For me the most important thing while traveling somewhere for the weekend is to see and do as much as possible.  You can sleep later.  It’s with this philosophy in mind that I make everyone around me get up earlier than they want so that we can get up and out and start doing stuff.  They pretend to complain about getting up at 9 or 10, but I know they secretly appreciate it.

In this case, my main concern was to get as much sunny beach time as possible.  Eventually I got Brittany up and a mere hour or so later, we were walking to the bus station to catch the bus to the beach.  We finally got there and it was glorious.  Absolutely glorious.  Full sunshine, slight breeze, not too crowded.  Pretty much everything you could ask for.

We got in a few good hours of sunshine, then Brittany and I went with Carolina and her friend, Meri, to the center of the island to this little town for lunch, then drove around the island for a few hours.  It was absolutely gorgeous.  The only bad part was that Brit and I kept falling asleep in the back of the car amidst all the beauteous scenery around us.  We also went to the southernmost tip of the island where, apparently due to the wind patterns, it’s pretty much always sunny.  It was nice, especially because it started raining in the middle of the island.  By the time we got to the south, it was sunny.  Crazy, eh?

Just being in the Canaries and having nice weather would have made the weekend fun, but going there with great people like Brittany, Carolina, Mike and Joey made everything that much more enjoyable.

Mike and Brittany.  Mike tells great stories, so I'm pretty sure that's what was happening here.

I have no idea what's happening here.  But this is pretty typical of Joe and Mike.
The most well-known beach on the Canaries.

Only picture of me, haha.
Brittany and Carolina at Plaza Catalina.

I wish I had pictures of the Carnival activies, but my camera was and is on the fritz.  I actually have to go and get a new one today.  I hate spending the money, but a camera is one of those things you can't not have when traveling around.  If anyone wants to donate to the "Peter needs a camera...but also needs to eat" fund, you can contact me here or via the facebook.  Any donation, small or large, is appreciated.  Especially the larger ones.

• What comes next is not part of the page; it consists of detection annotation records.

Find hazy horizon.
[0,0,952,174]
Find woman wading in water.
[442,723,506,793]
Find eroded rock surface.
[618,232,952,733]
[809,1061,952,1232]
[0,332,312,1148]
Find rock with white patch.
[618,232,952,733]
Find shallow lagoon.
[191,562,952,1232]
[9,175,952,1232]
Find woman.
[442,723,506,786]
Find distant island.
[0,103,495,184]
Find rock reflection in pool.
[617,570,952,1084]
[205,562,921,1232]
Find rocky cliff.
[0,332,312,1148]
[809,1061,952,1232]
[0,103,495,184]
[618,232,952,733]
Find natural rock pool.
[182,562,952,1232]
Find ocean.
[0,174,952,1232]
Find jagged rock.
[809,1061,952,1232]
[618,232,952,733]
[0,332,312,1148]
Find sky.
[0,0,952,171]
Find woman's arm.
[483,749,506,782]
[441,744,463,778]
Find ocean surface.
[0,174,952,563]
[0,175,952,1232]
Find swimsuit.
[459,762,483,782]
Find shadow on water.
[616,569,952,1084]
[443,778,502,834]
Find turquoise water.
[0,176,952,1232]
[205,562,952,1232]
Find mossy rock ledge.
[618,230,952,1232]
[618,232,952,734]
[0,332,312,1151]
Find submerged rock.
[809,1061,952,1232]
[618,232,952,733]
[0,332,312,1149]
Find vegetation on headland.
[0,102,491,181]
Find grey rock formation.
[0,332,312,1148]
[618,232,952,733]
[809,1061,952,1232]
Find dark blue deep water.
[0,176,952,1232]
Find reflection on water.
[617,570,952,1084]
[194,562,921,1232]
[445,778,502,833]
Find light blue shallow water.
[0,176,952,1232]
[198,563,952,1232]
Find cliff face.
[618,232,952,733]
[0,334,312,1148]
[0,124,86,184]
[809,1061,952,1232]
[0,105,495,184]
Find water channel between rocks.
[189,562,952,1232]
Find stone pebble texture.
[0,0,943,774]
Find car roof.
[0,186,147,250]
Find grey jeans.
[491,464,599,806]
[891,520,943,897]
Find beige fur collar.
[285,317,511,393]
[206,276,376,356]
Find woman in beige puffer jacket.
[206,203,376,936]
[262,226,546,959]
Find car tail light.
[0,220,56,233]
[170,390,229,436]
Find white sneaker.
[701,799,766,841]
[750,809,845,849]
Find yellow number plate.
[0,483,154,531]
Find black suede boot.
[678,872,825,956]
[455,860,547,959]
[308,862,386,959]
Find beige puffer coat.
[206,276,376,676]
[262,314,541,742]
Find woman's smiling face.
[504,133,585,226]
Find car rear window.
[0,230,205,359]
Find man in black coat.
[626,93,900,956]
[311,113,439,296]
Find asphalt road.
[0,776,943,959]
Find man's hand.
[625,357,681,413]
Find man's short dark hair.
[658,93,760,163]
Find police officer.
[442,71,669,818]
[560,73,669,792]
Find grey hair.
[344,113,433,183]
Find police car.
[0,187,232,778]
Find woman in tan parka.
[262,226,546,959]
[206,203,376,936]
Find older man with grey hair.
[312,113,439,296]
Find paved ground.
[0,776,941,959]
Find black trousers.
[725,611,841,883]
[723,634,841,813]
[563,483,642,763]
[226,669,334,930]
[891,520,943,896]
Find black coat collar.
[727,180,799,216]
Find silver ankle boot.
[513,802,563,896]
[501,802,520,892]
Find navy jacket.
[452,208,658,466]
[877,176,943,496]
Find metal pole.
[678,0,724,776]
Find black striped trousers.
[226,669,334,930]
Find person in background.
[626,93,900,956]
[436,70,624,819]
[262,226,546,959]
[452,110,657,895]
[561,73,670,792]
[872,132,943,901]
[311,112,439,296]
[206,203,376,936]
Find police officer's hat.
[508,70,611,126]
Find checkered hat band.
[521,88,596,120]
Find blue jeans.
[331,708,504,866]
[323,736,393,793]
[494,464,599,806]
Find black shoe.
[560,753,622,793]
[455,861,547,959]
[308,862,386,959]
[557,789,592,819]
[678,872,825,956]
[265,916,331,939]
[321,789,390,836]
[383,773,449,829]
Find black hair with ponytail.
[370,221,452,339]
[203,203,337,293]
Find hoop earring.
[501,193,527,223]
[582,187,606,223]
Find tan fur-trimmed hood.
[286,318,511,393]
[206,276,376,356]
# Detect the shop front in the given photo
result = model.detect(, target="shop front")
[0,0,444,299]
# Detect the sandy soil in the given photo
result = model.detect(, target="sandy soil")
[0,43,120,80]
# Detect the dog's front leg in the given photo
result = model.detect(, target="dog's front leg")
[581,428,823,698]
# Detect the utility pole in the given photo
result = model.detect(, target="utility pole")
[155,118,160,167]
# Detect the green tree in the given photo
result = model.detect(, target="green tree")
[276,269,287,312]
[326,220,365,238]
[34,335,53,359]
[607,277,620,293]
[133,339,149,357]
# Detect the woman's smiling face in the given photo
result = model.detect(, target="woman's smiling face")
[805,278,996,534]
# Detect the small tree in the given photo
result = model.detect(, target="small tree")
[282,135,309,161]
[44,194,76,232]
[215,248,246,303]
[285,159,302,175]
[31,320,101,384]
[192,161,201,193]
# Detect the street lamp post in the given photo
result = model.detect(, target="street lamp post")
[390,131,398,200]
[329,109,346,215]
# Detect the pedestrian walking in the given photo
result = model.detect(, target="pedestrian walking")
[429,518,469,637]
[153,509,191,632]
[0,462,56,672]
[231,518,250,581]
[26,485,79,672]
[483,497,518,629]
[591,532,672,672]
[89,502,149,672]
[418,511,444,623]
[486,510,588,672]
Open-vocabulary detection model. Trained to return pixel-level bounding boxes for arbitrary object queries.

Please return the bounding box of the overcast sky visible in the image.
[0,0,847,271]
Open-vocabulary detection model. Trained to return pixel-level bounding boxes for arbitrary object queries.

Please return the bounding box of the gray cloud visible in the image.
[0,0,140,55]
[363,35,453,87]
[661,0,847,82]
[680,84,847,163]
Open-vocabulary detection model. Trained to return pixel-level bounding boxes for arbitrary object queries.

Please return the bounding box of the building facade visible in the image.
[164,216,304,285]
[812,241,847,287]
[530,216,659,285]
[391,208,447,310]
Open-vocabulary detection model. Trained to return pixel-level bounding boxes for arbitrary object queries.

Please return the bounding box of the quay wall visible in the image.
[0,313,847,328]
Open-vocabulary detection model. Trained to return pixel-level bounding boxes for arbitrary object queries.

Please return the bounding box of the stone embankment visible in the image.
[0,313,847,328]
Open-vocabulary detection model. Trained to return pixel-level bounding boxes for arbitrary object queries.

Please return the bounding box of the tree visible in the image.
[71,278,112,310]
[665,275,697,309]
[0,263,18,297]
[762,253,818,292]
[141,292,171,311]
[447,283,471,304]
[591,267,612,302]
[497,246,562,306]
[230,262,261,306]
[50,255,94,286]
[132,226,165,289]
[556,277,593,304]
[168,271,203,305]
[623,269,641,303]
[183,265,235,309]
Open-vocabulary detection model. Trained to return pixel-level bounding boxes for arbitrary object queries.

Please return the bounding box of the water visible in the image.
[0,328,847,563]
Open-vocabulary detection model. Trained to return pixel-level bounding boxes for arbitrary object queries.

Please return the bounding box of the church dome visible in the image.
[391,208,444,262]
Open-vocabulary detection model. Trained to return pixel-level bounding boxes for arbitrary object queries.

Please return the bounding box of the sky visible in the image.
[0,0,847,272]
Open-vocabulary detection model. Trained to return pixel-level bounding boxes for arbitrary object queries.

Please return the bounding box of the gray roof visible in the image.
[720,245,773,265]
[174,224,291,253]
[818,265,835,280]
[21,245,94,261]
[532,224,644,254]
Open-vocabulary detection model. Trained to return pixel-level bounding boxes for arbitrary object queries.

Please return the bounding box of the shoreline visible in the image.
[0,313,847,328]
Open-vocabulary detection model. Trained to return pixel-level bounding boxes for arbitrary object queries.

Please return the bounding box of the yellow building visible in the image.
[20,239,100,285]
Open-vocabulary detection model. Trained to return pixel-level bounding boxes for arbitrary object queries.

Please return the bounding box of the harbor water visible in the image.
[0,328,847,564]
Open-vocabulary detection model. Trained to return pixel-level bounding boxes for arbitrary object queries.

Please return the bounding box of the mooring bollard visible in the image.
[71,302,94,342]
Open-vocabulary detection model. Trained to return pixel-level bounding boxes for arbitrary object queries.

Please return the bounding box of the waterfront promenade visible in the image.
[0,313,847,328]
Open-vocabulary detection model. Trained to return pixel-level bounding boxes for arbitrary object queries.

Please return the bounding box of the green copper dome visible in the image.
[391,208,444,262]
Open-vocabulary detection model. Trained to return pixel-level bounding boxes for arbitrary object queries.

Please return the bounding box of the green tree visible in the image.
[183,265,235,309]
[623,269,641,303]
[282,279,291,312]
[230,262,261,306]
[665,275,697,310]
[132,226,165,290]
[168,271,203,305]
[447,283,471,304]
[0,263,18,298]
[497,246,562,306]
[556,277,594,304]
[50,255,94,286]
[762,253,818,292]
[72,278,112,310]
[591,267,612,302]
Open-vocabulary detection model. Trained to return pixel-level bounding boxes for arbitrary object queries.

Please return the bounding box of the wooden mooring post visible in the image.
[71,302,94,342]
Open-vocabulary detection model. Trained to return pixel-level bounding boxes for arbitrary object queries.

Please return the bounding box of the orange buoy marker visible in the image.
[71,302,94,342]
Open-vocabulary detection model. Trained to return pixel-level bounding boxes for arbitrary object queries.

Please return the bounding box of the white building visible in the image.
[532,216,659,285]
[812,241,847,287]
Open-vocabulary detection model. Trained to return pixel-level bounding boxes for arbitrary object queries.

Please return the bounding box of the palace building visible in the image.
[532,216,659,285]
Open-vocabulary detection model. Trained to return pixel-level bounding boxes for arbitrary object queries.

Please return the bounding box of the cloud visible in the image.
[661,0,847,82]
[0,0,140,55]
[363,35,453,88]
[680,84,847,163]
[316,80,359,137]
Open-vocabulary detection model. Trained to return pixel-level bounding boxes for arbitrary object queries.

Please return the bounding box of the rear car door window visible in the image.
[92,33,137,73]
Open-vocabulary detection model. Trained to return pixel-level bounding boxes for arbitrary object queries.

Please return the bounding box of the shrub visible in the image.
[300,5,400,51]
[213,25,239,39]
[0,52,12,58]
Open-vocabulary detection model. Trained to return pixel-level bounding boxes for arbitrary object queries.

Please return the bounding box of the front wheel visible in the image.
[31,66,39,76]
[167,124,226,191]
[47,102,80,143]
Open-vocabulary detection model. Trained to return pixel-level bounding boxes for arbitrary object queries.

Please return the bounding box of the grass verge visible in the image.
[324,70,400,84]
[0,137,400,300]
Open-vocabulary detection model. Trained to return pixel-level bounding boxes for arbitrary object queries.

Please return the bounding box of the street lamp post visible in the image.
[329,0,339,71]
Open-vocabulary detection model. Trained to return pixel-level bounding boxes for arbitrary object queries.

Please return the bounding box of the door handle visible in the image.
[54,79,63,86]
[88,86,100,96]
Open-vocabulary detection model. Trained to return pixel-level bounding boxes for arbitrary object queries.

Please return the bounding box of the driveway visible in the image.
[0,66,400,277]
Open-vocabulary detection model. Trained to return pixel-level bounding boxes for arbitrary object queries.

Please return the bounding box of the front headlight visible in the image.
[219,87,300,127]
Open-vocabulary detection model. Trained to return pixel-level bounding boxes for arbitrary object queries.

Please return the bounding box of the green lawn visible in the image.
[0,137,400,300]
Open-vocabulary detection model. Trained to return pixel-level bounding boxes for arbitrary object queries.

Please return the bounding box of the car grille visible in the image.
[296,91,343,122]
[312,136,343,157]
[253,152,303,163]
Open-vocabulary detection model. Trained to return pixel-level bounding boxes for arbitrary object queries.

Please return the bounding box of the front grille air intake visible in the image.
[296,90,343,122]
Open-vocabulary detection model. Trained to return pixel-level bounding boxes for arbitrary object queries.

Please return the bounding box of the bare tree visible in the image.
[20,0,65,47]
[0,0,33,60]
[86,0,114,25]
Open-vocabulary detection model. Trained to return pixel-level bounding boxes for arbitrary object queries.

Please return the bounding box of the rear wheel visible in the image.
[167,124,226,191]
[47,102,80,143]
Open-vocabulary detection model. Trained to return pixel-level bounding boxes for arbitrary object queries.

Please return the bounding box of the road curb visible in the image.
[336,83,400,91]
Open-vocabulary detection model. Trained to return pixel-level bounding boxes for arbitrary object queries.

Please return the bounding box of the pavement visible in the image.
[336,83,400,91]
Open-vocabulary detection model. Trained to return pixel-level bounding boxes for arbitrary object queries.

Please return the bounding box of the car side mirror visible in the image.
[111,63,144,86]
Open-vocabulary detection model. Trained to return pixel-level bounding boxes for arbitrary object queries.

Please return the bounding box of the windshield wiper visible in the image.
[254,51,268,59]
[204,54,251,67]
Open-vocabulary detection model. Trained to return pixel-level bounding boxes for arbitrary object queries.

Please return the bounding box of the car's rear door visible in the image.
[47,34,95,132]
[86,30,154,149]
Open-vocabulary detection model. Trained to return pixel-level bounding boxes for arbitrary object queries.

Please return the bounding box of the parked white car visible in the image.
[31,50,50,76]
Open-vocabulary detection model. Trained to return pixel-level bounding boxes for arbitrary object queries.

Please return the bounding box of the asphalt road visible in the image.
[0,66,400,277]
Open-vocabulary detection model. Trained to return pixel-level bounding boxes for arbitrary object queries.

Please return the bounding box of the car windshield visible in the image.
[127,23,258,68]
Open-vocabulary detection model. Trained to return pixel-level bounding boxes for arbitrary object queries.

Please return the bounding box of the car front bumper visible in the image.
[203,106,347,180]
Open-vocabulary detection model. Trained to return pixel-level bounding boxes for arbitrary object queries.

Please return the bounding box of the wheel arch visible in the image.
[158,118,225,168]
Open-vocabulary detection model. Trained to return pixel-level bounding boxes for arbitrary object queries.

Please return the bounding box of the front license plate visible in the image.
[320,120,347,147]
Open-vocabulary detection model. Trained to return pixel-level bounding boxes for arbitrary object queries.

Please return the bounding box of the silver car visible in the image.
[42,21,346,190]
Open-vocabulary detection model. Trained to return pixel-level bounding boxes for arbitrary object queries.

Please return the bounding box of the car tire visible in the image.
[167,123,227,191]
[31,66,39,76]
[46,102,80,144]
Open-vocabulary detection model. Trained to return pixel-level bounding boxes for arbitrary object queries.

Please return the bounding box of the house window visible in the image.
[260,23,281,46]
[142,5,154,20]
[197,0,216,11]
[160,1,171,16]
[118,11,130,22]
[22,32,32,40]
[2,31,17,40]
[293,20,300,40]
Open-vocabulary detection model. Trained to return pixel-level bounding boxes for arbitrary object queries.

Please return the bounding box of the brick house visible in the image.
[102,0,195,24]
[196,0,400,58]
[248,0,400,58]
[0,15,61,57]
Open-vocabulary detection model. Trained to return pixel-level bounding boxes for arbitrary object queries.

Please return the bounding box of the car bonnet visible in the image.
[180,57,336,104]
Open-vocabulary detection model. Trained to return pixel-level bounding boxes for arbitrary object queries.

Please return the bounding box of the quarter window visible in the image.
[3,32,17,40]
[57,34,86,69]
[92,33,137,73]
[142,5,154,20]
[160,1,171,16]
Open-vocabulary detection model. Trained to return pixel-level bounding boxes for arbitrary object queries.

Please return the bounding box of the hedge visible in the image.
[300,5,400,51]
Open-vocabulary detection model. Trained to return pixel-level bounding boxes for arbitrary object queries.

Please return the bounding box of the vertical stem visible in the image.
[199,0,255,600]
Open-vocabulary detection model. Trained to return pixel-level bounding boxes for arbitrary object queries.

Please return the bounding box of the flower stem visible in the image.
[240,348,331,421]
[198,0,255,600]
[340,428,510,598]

Ok!  I'm leaving for Amsterdam tomorrow morning, staying until Friday night, then taking a late train to Paris and staying there for two nights.  As I write this, I'm actually feeling sick.  My throat is kind of swollen and sore...and it kind of hurts to talk.  But when you've spent the money on a trip already, you're not going to let a little thing like sickness stand in your way.  Am I right?!  Of course I'm right.

In addition to traveling while not feeling 100%, this'll be the first time I've traveled alone in a while, so it'll be different.  I'm sure I'll meet some cool people though.  Normally hostels do a good job of having "social" events and what not for people.   We shall see!